Sunday, November 09, 2003

It appears that an exhibit of anti-abortion posters that compare abortion to lynchings of black men and to the Holocaust is traveling around U.S. campuses. We had the so-called Genocide Awareness Project come to Ithaca College a couple of weeks ago, courtesy of Students for Life. Protocols noticed this trend also. Randall Terry, the head of the anti-abortion group Operation Rescue, also came to speak.

This event followed soon after another group's use of the Holocaust to further its own agenda on the Cornell campus -- PETA (People for the Ethical Treatment of Animals) brought an exhibit called "Holocaust on Your Plate," which compared slaughterhouses and factory farms to Nazi concentration camps.

As a wise student commentary noted in the Ithacan, the Ithaca College student newspaper,

George Bush is not Adolf Hitler, meat eaters are not Nazis and aborted fetuses are not Holocaust victims. Nevertheless, activists across the political spectrum bring Third Reich rhetoric and symbolism into completely unrelated debates to evoke emotion and prove the gravity of their causes. . . .

All these Nazi analogies are undoubtedly problematic. They allow our already weak sense of historical understanding to disintegrate further until the Holocaust is reduced to a simple icon of evil. Furthermore, they muddle our collective ability to grapple with the complexities of current issues. Activists, in shoddy attempts at conveying the gravity of their causes, appropriate and exploit this historical imagery, thereby reducing the horrible and complex atrocities of events like the Holocaust to mere symbolism.

Interestingly, the “Genocide Awareness Project” advocates threw a few additional historical images into their display.
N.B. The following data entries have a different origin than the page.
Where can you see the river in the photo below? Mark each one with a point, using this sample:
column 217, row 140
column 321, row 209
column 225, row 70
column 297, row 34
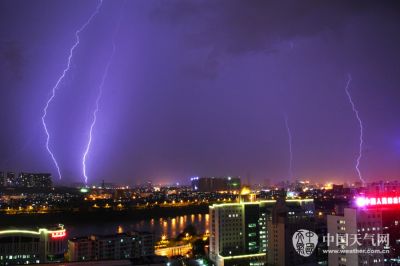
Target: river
column 169, row 227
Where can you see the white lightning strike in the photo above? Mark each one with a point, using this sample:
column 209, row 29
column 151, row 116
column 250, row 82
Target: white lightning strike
column 97, row 105
column 56, row 86
column 361, row 128
column 94, row 116
column 290, row 147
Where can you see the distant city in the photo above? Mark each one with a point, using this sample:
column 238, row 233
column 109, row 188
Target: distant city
column 199, row 133
column 238, row 224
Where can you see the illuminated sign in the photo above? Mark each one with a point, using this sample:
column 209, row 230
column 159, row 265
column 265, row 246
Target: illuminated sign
column 377, row 201
column 58, row 234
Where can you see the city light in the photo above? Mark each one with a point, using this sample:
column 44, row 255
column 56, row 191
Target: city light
column 377, row 201
column 58, row 234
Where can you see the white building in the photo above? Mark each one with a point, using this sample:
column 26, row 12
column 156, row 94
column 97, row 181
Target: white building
column 238, row 233
column 363, row 224
column 21, row 246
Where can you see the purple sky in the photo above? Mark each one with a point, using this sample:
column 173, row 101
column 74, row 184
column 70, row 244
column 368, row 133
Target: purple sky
column 202, row 88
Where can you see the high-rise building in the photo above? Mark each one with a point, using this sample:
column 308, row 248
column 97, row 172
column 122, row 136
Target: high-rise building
column 286, row 218
column 34, row 180
column 238, row 232
column 22, row 246
column 355, row 224
column 213, row 184
column 2, row 179
column 111, row 247
column 10, row 179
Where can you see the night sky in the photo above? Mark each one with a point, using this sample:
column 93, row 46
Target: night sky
column 201, row 88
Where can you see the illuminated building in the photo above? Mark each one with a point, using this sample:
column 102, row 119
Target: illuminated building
column 359, row 222
column 387, row 204
column 287, row 217
column 111, row 247
column 238, row 232
column 31, row 246
column 34, row 180
column 2, row 179
column 213, row 184
column 180, row 250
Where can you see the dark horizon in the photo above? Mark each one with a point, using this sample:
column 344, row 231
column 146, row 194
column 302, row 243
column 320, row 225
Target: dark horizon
column 202, row 88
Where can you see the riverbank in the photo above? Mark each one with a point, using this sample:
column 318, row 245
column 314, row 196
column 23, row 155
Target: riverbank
column 101, row 216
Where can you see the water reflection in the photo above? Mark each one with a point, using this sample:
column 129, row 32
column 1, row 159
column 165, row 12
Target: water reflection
column 170, row 227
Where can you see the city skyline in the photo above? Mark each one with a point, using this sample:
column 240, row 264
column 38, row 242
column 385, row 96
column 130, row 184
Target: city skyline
column 202, row 89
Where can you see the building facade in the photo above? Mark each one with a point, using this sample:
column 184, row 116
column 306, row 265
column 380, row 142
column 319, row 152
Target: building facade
column 286, row 218
column 238, row 232
column 111, row 247
column 214, row 184
column 363, row 224
column 32, row 246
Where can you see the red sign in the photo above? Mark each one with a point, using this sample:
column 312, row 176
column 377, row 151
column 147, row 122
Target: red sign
column 376, row 201
column 58, row 234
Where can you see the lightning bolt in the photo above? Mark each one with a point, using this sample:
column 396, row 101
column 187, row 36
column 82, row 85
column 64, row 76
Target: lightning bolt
column 97, row 104
column 290, row 147
column 56, row 86
column 349, row 79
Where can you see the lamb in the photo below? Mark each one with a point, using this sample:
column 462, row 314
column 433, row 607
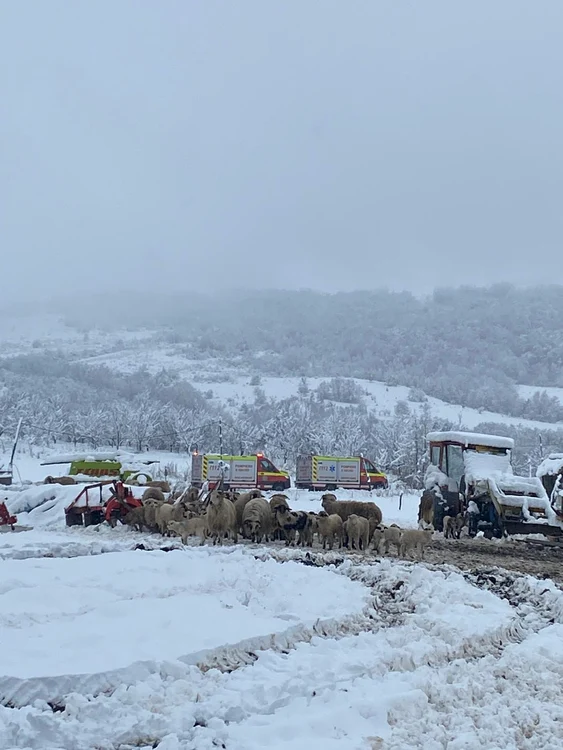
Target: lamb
column 329, row 527
column 154, row 493
column 377, row 540
column 221, row 517
column 346, row 508
column 257, row 519
column 426, row 510
column 392, row 535
column 135, row 518
column 357, row 530
column 241, row 501
column 151, row 510
column 460, row 522
column 449, row 527
column 59, row 480
column 196, row 526
column 415, row 539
Furthering the emotionality of their cause, they compared aborted fetuses to Ku Klux Klan victims and Planned Parenthood to al-Qaida. Like the Holocaust analogies, these comparisons effectively reduced complex historical events to symbols, manipulating them into support for an anti-abortion effort.

While these ridiculous analogies were effective in creating a stir, they weren’t exactly successful in sparking thoughtful discussion about abortion and reproductive rights. In fact, more people seem to be discussing the group’s approach and their free speech rights than their pro-life ideology.

Perhaps, though, thoughtful discussion wasn’t really the objective. Like the other advocates trying to push their opinions, the Students for Life resorted to Nazi imagery for its shock value. They did manage to raise eyebrows, but they failed to raise awareness of the complex issues involved in both abortion and the Holocaust.

The author is absolutely correct that such misuses of the memory of the Holocaust make it into an "icon of evil" and make us lose all sense of the historical specificity of the complex web of events that we place under the title "Holocaust."